Testing for bias in your AI software: Why it's needed

When it comes to artificial intelligence (AI) and machine learning (ML) in testing, much of the interest and innovation today revolves around the concept of using these technologies to improve and accelerate the practice of testing. The more interesting problem lies in how you should go about testing the AI/ML applications themselves. In particular, how can you tell whether or not a response is correct?

Part of the answer involves new ways to look at functional testing, but testers face an even bigger problem: cognitive Bias, the possibility that an application returns an incorrect or non-optimal result because of systematic inflection in processing that produces results that are inconsistent with reality.

This is very different from a bug, which you can define as an identifiable and measurable error in a process or result. A bug can typically be fixed with a code change. Bias can be much more insidious and harder to test.

Here's why you need to test for bias in AI, and how to best go about it. 

Bias comes from your data. AI systems are trained with data collected from the problem domain. Even if the data is scientific and objective, it can still be subject to bias.

For example, in 2016 Amazon trained an AI bot to crawl the web to find candidates for IT jobs. To train this bot, the company used the resumes of its existing staff, which was overwhelmingly male. Not surprisingly, what the application "learned" was that males make the best IT employees. Amazon was never able to fix that bias, and withdrew the bot from use.
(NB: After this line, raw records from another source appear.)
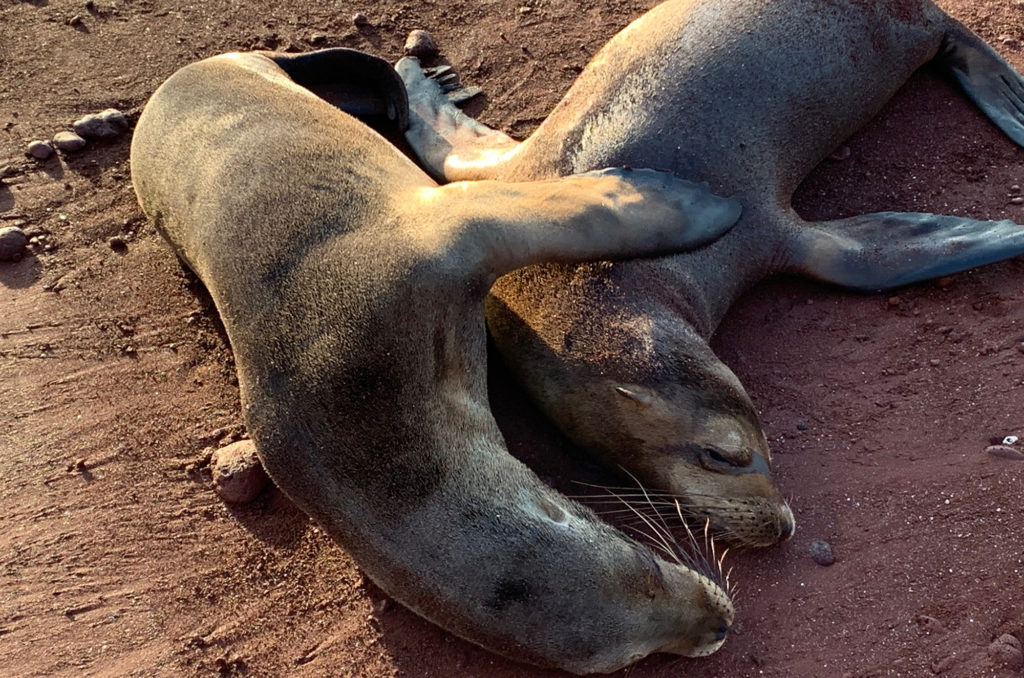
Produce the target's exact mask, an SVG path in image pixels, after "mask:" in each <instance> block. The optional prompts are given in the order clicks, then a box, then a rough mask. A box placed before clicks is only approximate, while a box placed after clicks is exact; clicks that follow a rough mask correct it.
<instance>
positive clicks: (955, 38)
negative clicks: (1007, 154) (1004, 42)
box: [935, 19, 1024, 145]
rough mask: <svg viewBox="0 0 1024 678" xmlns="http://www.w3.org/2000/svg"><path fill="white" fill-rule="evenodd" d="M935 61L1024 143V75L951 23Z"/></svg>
mask: <svg viewBox="0 0 1024 678" xmlns="http://www.w3.org/2000/svg"><path fill="white" fill-rule="evenodd" d="M950 22H952V19H950ZM935 60H936V61H937V62H938V63H940V65H942V66H945V67H946V68H947V69H949V71H950V73H952V75H953V77H955V78H956V80H957V82H959V84H961V86H962V87H963V88H964V91H965V92H966V93H967V95H968V96H969V97H971V99H972V100H973V101H974V102H975V103H976V104H977V105H978V108H979V109H981V111H982V112H983V113H984V114H985V115H986V116H988V118H989V120H991V121H992V122H993V123H995V125H996V126H997V127H998V128H999V129H1001V130H1002V131H1004V132H1006V134H1007V136H1009V137H1010V138H1012V139H1013V140H1014V141H1016V142H1017V143H1018V144H1019V145H1024V78H1022V77H1021V75H1020V74H1019V73H1017V71H1015V70H1014V68H1013V67H1012V66H1010V65H1009V63H1007V61H1006V60H1005V59H1004V58H1002V57H1001V56H999V54H998V52H996V51H995V50H994V49H992V48H991V47H990V46H989V45H988V44H986V43H985V42H984V41H983V40H982V39H981V38H979V37H978V36H976V35H975V34H974V33H972V32H971V31H969V30H968V29H966V28H965V27H964V26H962V25H961V24H958V23H955V22H953V23H952V25H951V28H950V29H949V30H948V31H947V33H946V36H945V40H944V41H943V43H942V47H941V49H940V50H939V53H938V55H937V56H936V57H935Z"/></svg>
We’ve also seen examples of commercial facial-recognition systems that badly misclassify dark-skinned subjects, in large part because they are trained overwhelmingly with light-skinned images. People have been arrested and held based on faulty AI-based identifications that police accept without question. Similarly, loan recommendation systems might be trained with data that creates a bias in the system against people living in lower-income or minority neighborhoods.

Identifying bias in an application can be hazardous to your career. Last December, Google fired AI ethics researcher Timnit Gebru, who was known for finding bias in facial analysis systems. While the circumstances of this dismissal remain in question, teams that develop these systems are often faced with conflicting data that can have an impact on the quality of the system.

Bias can also expose an organization to negative publicity, such as when beauty pageant contestants were judged by an algorithm that selected almost all white women as winners. Companies, governments, and other groups that allow bias into their decisions will be perceived as untrustworthy and lose credibility and quite possibly business.

There are three main categories of bias. 

Here, concepts become incorrectly correlated. For example, you may find a correlation between education and income, but that correlation may in fact be spurious. Instead, intelligence, a different measure, may be the actual causative variable.

Here your team doesn't have good data, or the data you have doesn't represent the problem domain well. If that data doesn't accurately and completely represent the problem domain, you are likely to experience bias in your results. 

Alternatively, the problem domain may have subtly changed over time to the point where your historical data no longer represents it.

This happens when an application can become biased through interaction with other biased systems. This can be the case with unsupervised learning systems, where the application continues to learn while being used.